As the forecast is downgraded (The International Monetary Fund releases new forecasts on Tuesday), here are two pictures of my answer:
figure 1: 10-year to 2-year Treasury spread (blue, left scale) and 5-year Treasury-TIPS spread (red, right scale), both expressed as a percentage. Source: Treasury via FRED, and author’s calculations.
Inflation expectations over the next five years rose as the likelihood of an expanded Russian invasion of Ukraine in early November increased. The 10- to 2-year spread has also narrowed. With a discrete escalation of the aggression that began on February 24 (as oil prices rose), inflation expectations rose again.
Using term spreads, we can estimate the probability of a recession based on historical correlations. These are shown in Figure 2.
figure 2: 10-year to 2-year Treasury spread, % (blue, left scale) and the probability of a next 12-month recession (pink, right scale) based on a probabilistic spread-based model. July data and probabilities based on 7/21 data. Dashed lines at 2021M11 and 2022M02. The NBER uses shades of grey to define the peak and trough dates of the recession.

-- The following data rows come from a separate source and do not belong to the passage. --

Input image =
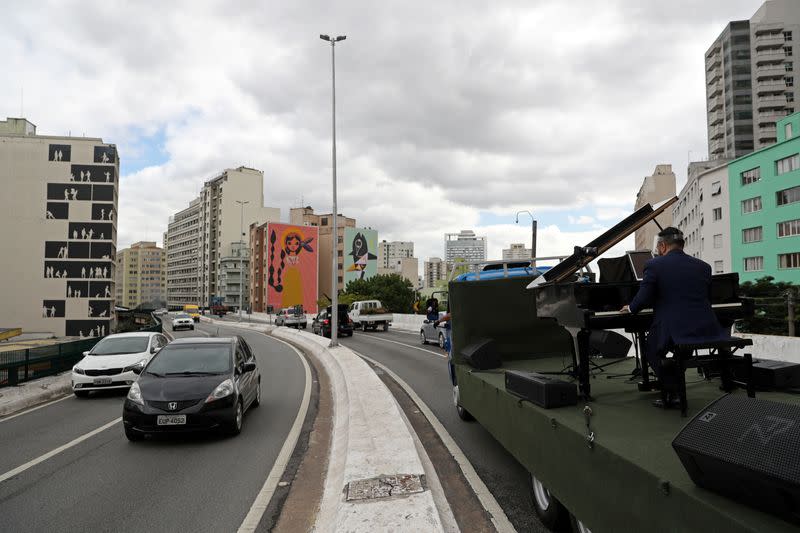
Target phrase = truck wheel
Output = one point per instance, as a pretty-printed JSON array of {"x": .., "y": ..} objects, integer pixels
[
  {"x": 463, "y": 414},
  {"x": 550, "y": 511}
]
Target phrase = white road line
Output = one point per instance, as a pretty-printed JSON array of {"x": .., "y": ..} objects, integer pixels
[
  {"x": 51, "y": 453},
  {"x": 32, "y": 409},
  {"x": 261, "y": 502},
  {"x": 499, "y": 518},
  {"x": 408, "y": 346}
]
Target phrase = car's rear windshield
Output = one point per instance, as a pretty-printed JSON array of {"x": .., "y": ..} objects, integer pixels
[
  {"x": 199, "y": 358},
  {"x": 120, "y": 345}
]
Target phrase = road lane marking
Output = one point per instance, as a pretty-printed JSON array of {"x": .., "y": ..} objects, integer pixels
[
  {"x": 250, "y": 522},
  {"x": 431, "y": 352},
  {"x": 51, "y": 453},
  {"x": 32, "y": 409},
  {"x": 499, "y": 518}
]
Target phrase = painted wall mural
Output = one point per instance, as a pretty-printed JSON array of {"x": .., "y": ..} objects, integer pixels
[
  {"x": 360, "y": 254},
  {"x": 59, "y": 152},
  {"x": 292, "y": 266}
]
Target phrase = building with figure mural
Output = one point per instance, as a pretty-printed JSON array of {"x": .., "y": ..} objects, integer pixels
[
  {"x": 290, "y": 265},
  {"x": 360, "y": 254},
  {"x": 58, "y": 226}
]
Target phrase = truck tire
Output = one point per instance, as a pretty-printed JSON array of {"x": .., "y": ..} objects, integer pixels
[
  {"x": 549, "y": 510},
  {"x": 462, "y": 413}
]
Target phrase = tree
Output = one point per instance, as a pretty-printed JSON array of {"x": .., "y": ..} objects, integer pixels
[
  {"x": 394, "y": 291},
  {"x": 770, "y": 316}
]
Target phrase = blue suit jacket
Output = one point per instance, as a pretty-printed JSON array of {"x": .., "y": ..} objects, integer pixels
[{"x": 678, "y": 288}]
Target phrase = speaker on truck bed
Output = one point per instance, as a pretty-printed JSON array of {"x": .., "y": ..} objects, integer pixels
[
  {"x": 746, "y": 449},
  {"x": 482, "y": 354}
]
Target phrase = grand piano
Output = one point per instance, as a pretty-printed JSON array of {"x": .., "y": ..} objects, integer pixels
[{"x": 581, "y": 305}]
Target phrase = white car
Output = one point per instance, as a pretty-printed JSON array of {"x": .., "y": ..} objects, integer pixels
[
  {"x": 115, "y": 361},
  {"x": 182, "y": 320}
]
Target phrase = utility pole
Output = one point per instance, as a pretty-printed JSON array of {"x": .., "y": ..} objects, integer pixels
[
  {"x": 335, "y": 238},
  {"x": 241, "y": 251}
]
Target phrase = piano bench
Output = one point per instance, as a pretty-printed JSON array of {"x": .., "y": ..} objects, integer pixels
[{"x": 721, "y": 351}]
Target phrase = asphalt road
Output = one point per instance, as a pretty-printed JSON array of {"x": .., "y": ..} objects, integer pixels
[
  {"x": 105, "y": 483},
  {"x": 424, "y": 368}
]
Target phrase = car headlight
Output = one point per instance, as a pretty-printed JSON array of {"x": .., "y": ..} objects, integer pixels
[
  {"x": 223, "y": 389},
  {"x": 135, "y": 394},
  {"x": 139, "y": 364}
]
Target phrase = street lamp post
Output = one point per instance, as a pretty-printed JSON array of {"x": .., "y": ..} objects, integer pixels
[
  {"x": 335, "y": 237},
  {"x": 533, "y": 235},
  {"x": 241, "y": 246}
]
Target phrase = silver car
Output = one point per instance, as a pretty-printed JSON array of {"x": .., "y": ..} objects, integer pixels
[{"x": 428, "y": 333}]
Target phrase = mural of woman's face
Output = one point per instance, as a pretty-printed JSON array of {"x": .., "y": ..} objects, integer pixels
[{"x": 293, "y": 245}]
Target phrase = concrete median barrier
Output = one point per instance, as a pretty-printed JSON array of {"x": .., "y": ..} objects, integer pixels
[{"x": 375, "y": 478}]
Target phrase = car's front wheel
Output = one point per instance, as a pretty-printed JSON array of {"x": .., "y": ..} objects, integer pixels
[{"x": 133, "y": 435}]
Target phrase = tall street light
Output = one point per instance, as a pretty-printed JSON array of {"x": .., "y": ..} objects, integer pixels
[
  {"x": 241, "y": 246},
  {"x": 335, "y": 238},
  {"x": 533, "y": 235}
]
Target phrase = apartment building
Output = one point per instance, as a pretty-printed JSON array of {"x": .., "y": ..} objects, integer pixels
[
  {"x": 58, "y": 220},
  {"x": 435, "y": 270},
  {"x": 389, "y": 252},
  {"x": 181, "y": 246},
  {"x": 464, "y": 245},
  {"x": 304, "y": 216},
  {"x": 140, "y": 276},
  {"x": 516, "y": 251},
  {"x": 656, "y": 188},
  {"x": 702, "y": 213},
  {"x": 765, "y": 208},
  {"x": 750, "y": 79},
  {"x": 227, "y": 205}
]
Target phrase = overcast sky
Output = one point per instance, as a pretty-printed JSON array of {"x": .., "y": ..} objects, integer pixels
[{"x": 451, "y": 114}]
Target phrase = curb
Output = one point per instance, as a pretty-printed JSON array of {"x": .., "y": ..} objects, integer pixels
[
  {"x": 371, "y": 445},
  {"x": 34, "y": 392}
]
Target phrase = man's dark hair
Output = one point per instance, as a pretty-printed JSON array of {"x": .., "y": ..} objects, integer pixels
[{"x": 671, "y": 236}]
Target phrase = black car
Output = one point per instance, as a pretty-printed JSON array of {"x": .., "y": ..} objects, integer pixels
[
  {"x": 194, "y": 384},
  {"x": 322, "y": 322}
]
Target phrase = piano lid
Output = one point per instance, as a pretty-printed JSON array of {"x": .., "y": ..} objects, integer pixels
[{"x": 586, "y": 254}]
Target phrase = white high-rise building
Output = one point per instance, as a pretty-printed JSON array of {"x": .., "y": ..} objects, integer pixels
[{"x": 464, "y": 245}]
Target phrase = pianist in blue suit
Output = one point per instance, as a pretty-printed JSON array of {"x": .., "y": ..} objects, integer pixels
[{"x": 678, "y": 288}]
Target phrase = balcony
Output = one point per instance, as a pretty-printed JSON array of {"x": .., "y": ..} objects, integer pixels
[
  {"x": 715, "y": 103},
  {"x": 717, "y": 117}
]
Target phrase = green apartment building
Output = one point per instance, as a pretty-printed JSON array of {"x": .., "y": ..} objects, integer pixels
[{"x": 765, "y": 208}]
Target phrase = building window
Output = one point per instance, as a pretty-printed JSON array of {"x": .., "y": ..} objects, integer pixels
[
  {"x": 789, "y": 260},
  {"x": 750, "y": 176},
  {"x": 789, "y": 228},
  {"x": 788, "y": 196},
  {"x": 752, "y": 264},
  {"x": 752, "y": 234},
  {"x": 787, "y": 164},
  {"x": 751, "y": 205}
]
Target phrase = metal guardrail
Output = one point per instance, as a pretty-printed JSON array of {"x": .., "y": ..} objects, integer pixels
[{"x": 19, "y": 366}]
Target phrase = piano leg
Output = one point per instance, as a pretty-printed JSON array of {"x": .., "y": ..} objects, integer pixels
[
  {"x": 645, "y": 384},
  {"x": 584, "y": 387}
]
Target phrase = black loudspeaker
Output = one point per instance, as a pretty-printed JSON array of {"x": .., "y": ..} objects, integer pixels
[
  {"x": 482, "y": 355},
  {"x": 540, "y": 389},
  {"x": 609, "y": 344},
  {"x": 746, "y": 449}
]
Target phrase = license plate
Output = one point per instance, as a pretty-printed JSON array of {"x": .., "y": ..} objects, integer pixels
[{"x": 171, "y": 420}]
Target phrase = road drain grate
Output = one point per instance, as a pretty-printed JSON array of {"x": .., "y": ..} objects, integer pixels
[{"x": 384, "y": 487}]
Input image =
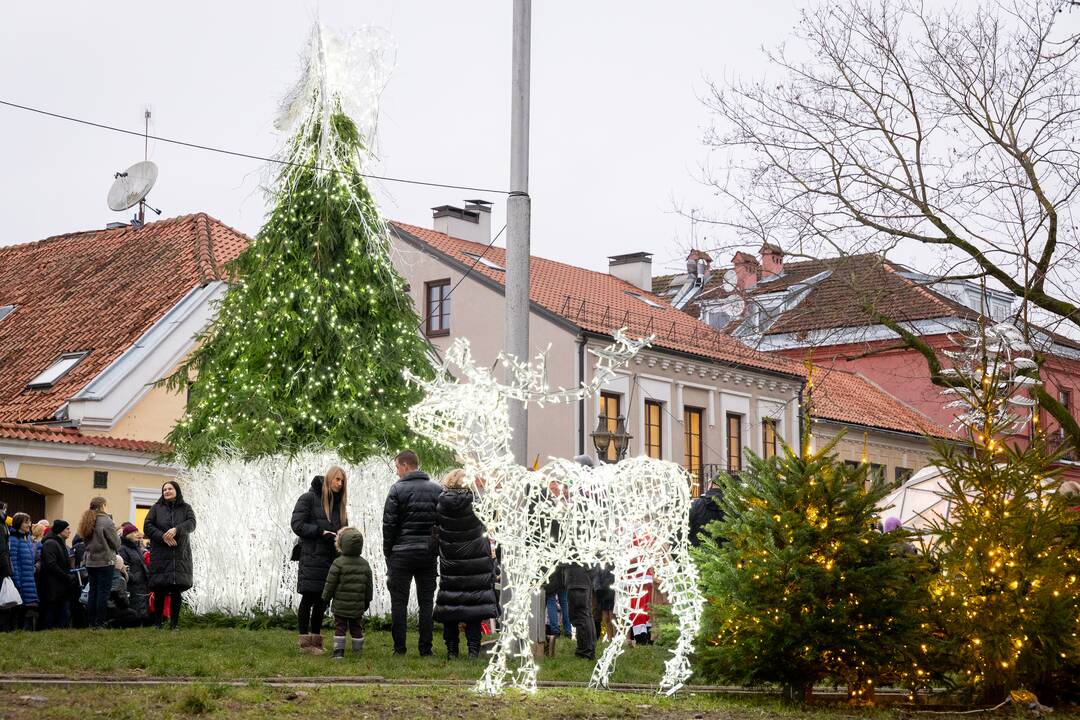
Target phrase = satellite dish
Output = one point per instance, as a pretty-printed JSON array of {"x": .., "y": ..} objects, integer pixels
[
  {"x": 730, "y": 280},
  {"x": 132, "y": 186},
  {"x": 732, "y": 307}
]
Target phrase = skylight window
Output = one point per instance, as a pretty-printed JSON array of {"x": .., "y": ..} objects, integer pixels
[
  {"x": 643, "y": 299},
  {"x": 56, "y": 370},
  {"x": 484, "y": 261}
]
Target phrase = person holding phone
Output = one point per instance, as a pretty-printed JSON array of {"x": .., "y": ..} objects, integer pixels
[
  {"x": 169, "y": 525},
  {"x": 318, "y": 516}
]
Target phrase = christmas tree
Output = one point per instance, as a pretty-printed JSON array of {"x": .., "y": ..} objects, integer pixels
[
  {"x": 805, "y": 586},
  {"x": 1008, "y": 597},
  {"x": 312, "y": 336}
]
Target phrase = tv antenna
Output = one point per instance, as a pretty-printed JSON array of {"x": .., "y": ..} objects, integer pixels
[{"x": 132, "y": 186}]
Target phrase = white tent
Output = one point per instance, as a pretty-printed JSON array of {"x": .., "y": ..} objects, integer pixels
[{"x": 920, "y": 501}]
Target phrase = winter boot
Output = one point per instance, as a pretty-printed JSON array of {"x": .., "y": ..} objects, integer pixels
[{"x": 549, "y": 646}]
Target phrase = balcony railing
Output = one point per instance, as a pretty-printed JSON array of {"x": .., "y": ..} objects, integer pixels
[
  {"x": 1057, "y": 442},
  {"x": 705, "y": 474}
]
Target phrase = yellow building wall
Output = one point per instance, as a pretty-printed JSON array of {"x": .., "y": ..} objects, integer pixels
[
  {"x": 68, "y": 490},
  {"x": 150, "y": 419}
]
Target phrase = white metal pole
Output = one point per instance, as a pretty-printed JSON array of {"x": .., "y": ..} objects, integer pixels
[
  {"x": 517, "y": 218},
  {"x": 517, "y": 247}
]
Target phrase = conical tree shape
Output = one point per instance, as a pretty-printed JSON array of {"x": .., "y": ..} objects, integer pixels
[
  {"x": 804, "y": 586},
  {"x": 1007, "y": 599},
  {"x": 311, "y": 338}
]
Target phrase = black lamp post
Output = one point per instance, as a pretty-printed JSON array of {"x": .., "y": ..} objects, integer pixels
[{"x": 603, "y": 438}]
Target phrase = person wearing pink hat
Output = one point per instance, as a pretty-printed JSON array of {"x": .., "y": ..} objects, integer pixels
[{"x": 138, "y": 576}]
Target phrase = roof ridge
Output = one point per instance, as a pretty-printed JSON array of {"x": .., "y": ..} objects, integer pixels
[
  {"x": 932, "y": 295},
  {"x": 930, "y": 421},
  {"x": 534, "y": 257},
  {"x": 125, "y": 228}
]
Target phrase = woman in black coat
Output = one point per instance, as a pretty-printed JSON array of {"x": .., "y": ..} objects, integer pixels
[
  {"x": 169, "y": 525},
  {"x": 56, "y": 583},
  {"x": 466, "y": 567},
  {"x": 319, "y": 514}
]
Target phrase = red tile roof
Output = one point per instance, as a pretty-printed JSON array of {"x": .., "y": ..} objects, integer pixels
[
  {"x": 850, "y": 397},
  {"x": 598, "y": 302},
  {"x": 71, "y": 436},
  {"x": 97, "y": 291},
  {"x": 837, "y": 300},
  {"x": 840, "y": 396}
]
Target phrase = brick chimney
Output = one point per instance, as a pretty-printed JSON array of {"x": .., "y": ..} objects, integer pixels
[
  {"x": 772, "y": 261},
  {"x": 473, "y": 221},
  {"x": 747, "y": 270},
  {"x": 635, "y": 268},
  {"x": 699, "y": 263}
]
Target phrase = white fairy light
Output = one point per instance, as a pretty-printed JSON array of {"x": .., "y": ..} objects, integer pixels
[
  {"x": 243, "y": 540},
  {"x": 632, "y": 515},
  {"x": 999, "y": 356}
]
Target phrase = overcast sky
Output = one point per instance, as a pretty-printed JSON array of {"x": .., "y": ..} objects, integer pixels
[{"x": 616, "y": 126}]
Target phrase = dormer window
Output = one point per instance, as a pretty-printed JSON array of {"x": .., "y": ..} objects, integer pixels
[
  {"x": 484, "y": 261},
  {"x": 643, "y": 299},
  {"x": 61, "y": 367}
]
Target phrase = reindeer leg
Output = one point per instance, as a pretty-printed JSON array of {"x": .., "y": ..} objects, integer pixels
[
  {"x": 625, "y": 588},
  {"x": 678, "y": 579}
]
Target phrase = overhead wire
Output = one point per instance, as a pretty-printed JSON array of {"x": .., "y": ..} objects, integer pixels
[{"x": 247, "y": 155}]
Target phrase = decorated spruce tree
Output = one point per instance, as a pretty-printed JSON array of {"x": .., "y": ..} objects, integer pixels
[
  {"x": 312, "y": 336},
  {"x": 804, "y": 586},
  {"x": 1008, "y": 596}
]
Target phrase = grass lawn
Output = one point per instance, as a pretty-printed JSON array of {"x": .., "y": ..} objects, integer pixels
[
  {"x": 432, "y": 703},
  {"x": 211, "y": 656},
  {"x": 227, "y": 653}
]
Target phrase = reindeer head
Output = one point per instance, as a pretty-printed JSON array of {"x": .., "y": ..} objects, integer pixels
[{"x": 471, "y": 416}]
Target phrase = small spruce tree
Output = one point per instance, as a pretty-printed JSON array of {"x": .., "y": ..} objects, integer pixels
[
  {"x": 1007, "y": 599},
  {"x": 311, "y": 339},
  {"x": 805, "y": 587}
]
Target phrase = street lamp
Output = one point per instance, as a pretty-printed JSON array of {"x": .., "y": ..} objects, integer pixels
[{"x": 603, "y": 438}]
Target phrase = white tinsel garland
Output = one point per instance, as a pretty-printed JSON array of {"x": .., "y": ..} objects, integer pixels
[{"x": 243, "y": 539}]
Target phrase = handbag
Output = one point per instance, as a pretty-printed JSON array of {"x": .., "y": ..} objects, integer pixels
[{"x": 9, "y": 596}]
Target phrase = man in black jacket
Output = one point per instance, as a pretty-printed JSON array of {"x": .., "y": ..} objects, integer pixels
[
  {"x": 703, "y": 511},
  {"x": 409, "y": 547}
]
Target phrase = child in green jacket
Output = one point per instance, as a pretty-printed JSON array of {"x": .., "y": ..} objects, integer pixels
[{"x": 349, "y": 585}]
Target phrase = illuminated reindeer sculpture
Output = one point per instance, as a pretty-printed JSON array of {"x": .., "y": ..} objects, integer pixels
[{"x": 631, "y": 515}]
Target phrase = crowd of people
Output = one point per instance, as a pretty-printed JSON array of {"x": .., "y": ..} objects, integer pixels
[
  {"x": 431, "y": 537},
  {"x": 95, "y": 574}
]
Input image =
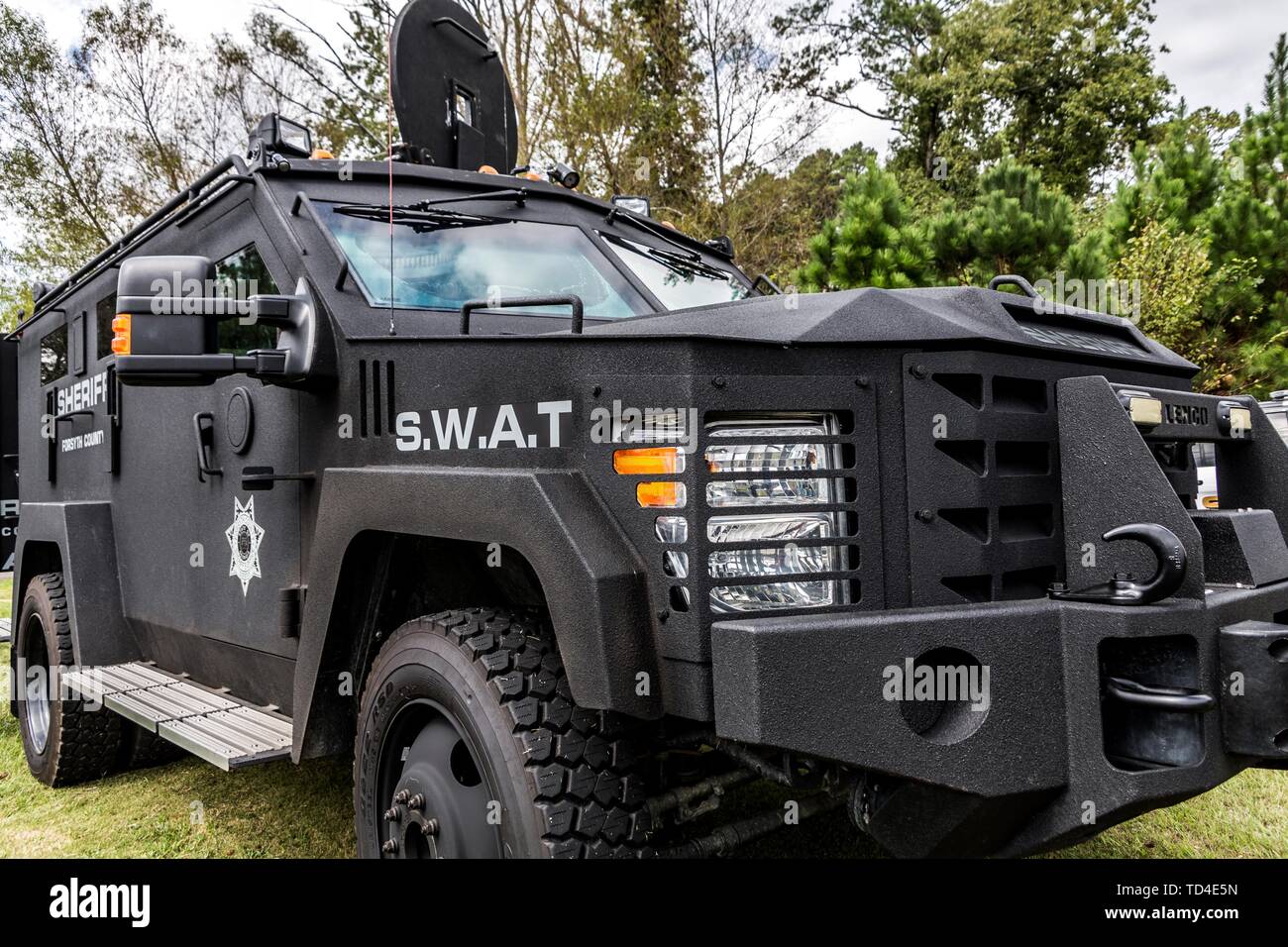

Source: Treasury via FRED, NBER and author’s calculations.
If one were to use the 30% threshold for recessions (which basically covers all past recessions, but also predicted a recession in 1999/2000), we would be heading for a recession starting in June 2023.
One’s answer will vary depending on whether 10yr-3mo is used instead of 10yr-2yr. Also, if you’re wondering if anyone’s policies have made/encouraged Mr. Putin to participate in this expanded invasion of Ukraine, you’re probably putting the blame elsewhere.